Since the 1950s the RACF has been the major benevolence charity for the Gunners and as such has helped many retired and serving soldiers and their dependants in need. The RACF now carries out benevolence of over £1M a year and receives its income from investments, subscriptions from serving and retired soldiers and officers. Cases were once referred to the RACF by members of the Royal Artillery Association but now come from mainly the Soldiers, Sailors and Air Force Association (SSAFA), the Royal British Legion (RBL), the Officers Association and the Royal Commonwealth Ex-Services League (RCEL). All of whom have trained staff that can assess needs and requirements and can arrange for our benevolence to be spent appropriately.

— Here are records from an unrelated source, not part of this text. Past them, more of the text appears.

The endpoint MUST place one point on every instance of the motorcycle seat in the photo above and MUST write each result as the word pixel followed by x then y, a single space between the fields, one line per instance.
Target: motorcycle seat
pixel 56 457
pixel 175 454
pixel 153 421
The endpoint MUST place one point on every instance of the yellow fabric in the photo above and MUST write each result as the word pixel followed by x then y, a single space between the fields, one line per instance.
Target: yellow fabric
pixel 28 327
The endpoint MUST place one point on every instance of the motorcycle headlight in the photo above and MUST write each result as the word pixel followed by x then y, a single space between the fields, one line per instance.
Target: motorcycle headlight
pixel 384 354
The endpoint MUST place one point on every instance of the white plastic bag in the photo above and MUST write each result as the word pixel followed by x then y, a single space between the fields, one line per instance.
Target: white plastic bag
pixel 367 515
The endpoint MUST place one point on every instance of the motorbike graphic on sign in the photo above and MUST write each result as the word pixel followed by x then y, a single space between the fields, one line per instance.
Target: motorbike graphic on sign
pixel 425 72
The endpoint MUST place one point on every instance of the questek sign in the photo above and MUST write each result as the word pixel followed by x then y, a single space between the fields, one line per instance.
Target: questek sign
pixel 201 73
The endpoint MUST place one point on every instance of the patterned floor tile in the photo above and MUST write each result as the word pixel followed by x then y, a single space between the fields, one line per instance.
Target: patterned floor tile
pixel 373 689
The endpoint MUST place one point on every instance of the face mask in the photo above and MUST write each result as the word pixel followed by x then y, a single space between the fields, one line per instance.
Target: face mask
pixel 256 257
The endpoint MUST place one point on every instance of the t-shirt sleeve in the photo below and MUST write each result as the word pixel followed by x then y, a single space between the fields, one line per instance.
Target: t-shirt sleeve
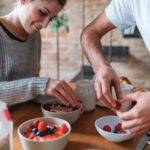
pixel 119 13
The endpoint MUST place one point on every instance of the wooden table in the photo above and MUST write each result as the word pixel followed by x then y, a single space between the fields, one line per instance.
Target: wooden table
pixel 83 134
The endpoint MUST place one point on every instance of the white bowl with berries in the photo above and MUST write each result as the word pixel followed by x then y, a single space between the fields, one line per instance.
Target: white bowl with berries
pixel 110 128
pixel 44 134
pixel 55 108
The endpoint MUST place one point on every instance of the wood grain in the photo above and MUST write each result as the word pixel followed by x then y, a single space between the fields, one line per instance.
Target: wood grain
pixel 83 134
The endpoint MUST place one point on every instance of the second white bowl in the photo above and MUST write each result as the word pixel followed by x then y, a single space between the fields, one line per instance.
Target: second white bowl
pixel 112 121
pixel 54 144
pixel 71 117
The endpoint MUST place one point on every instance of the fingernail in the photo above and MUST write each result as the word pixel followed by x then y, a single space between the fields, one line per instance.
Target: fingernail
pixel 114 105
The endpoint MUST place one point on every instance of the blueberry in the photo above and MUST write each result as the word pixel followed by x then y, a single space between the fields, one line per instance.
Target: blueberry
pixel 115 131
pixel 62 105
pixel 48 131
pixel 49 104
pixel 34 130
pixel 52 129
pixel 40 134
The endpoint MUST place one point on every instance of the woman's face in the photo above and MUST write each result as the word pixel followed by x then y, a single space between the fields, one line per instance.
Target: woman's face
pixel 35 15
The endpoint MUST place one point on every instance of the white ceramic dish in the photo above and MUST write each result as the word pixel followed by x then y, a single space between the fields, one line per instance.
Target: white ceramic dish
pixel 55 144
pixel 71 117
pixel 112 121
pixel 125 88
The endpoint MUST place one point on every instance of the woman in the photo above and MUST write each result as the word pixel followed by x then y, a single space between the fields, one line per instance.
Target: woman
pixel 20 52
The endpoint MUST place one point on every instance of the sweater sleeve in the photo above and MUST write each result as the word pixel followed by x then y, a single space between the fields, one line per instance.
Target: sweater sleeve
pixel 22 90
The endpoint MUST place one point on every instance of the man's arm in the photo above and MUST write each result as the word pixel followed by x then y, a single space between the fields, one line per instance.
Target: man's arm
pixel 90 40
pixel 105 75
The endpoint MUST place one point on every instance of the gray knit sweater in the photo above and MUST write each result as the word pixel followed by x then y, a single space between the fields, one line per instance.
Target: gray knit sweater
pixel 19 68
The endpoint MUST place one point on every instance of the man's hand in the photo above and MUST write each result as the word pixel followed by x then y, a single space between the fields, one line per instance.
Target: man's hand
pixel 105 79
pixel 62 91
pixel 137 120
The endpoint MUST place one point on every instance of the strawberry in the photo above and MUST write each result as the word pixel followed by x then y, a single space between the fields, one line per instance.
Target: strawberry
pixel 51 125
pixel 118 106
pixel 107 128
pixel 53 111
pixel 124 132
pixel 64 128
pixel 42 127
pixel 35 123
pixel 31 136
pixel 118 127
pixel 47 107
pixel 29 129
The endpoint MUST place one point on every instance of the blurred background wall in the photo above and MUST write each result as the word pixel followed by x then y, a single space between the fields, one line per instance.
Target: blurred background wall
pixel 137 68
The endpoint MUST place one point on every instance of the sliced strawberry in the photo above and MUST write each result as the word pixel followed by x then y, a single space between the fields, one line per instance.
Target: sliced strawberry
pixel 64 128
pixel 52 111
pixel 36 123
pixel 46 106
pixel 124 132
pixel 31 136
pixel 42 127
pixel 118 127
pixel 29 129
pixel 51 125
pixel 107 128
pixel 118 107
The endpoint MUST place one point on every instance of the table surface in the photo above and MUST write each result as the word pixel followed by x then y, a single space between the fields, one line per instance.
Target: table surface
pixel 83 134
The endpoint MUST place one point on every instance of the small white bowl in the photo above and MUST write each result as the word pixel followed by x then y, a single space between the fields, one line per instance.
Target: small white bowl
pixel 55 144
pixel 71 117
pixel 112 121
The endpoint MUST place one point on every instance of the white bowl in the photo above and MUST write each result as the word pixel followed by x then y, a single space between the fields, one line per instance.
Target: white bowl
pixel 55 144
pixel 126 89
pixel 71 117
pixel 112 121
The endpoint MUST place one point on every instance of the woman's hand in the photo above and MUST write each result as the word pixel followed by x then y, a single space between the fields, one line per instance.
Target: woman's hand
pixel 62 91
pixel 105 79
pixel 82 103
pixel 137 120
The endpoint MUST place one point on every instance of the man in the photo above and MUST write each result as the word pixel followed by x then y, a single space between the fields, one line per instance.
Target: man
pixel 120 14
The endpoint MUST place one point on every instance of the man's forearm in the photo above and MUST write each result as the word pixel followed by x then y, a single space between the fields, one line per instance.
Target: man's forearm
pixel 91 45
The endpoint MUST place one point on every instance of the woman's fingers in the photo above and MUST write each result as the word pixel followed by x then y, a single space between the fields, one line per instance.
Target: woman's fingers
pixel 70 91
pixel 107 94
pixel 67 96
pixel 117 88
pixel 139 128
pixel 101 97
pixel 132 123
pixel 61 98
pixel 82 102
pixel 131 114
pixel 128 97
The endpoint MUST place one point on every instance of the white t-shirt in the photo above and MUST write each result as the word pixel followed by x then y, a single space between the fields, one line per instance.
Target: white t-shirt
pixel 126 13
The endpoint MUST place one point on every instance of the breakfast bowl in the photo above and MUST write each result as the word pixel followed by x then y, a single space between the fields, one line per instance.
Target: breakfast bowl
pixel 43 141
pixel 109 127
pixel 70 116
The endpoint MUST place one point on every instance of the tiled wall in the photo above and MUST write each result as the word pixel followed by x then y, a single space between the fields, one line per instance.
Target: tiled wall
pixel 137 69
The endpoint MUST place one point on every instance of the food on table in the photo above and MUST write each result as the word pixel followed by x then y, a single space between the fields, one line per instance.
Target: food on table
pixel 124 80
pixel 136 89
pixel 107 128
pixel 59 108
pixel 118 129
pixel 118 105
pixel 40 131
pixel 123 132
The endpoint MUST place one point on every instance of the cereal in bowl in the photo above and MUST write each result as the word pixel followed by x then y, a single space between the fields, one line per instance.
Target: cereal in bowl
pixel 59 108
pixel 40 131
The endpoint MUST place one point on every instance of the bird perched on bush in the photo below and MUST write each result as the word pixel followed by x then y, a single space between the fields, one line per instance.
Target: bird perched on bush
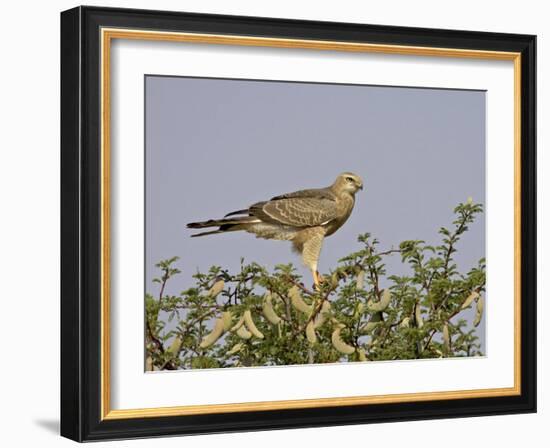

RAA Members can and do still identify those in need but the RACF then tasks one of the agencies to interview the potential beneficiary and asses the need. Much work is also spent in Almonising funds form other charities to increase the grant given to the needy.

What of the future? Over the years many funds have been started for specific purposes and in many cases those purposes have ceased to exist. In other cases welfare expenditure can be better achieved through the RACF but what is clear is that the requirement for benevolence remains paramount. Indeed though the number of cases has reduced in the last 55 years the amount required to assist those in need has risen. In the year ending 31st July 1954, for instance the RACF received 15,000 applications for assistance and gave £31,645 to 5,743 cases, and in 1962 the RACF dealt with over 10,000 cases a year.In the 17 years since the end of World War II until 1962 it disbursed £1.2M on individual cases, and in comparison in 2006 the RACF and RA Charities spent over £790K on 2015 individual cases with a further £275K on grants to institutions. The requirement for funds remains vital; whether donations or legacies.

In summary what can one say about such a charity? It is a key part of our Gunner family. It helps all those in need and it helps the serving regiments and soldiers. In the requirement to continue to support and reinforce the notion of a Gunner family the Gunner welfare charities do not just support Gunners from enlistment to death; they help from enlistment to after death because the RACF will help those dependants left behind when you die. Now that is what is called a regimental family!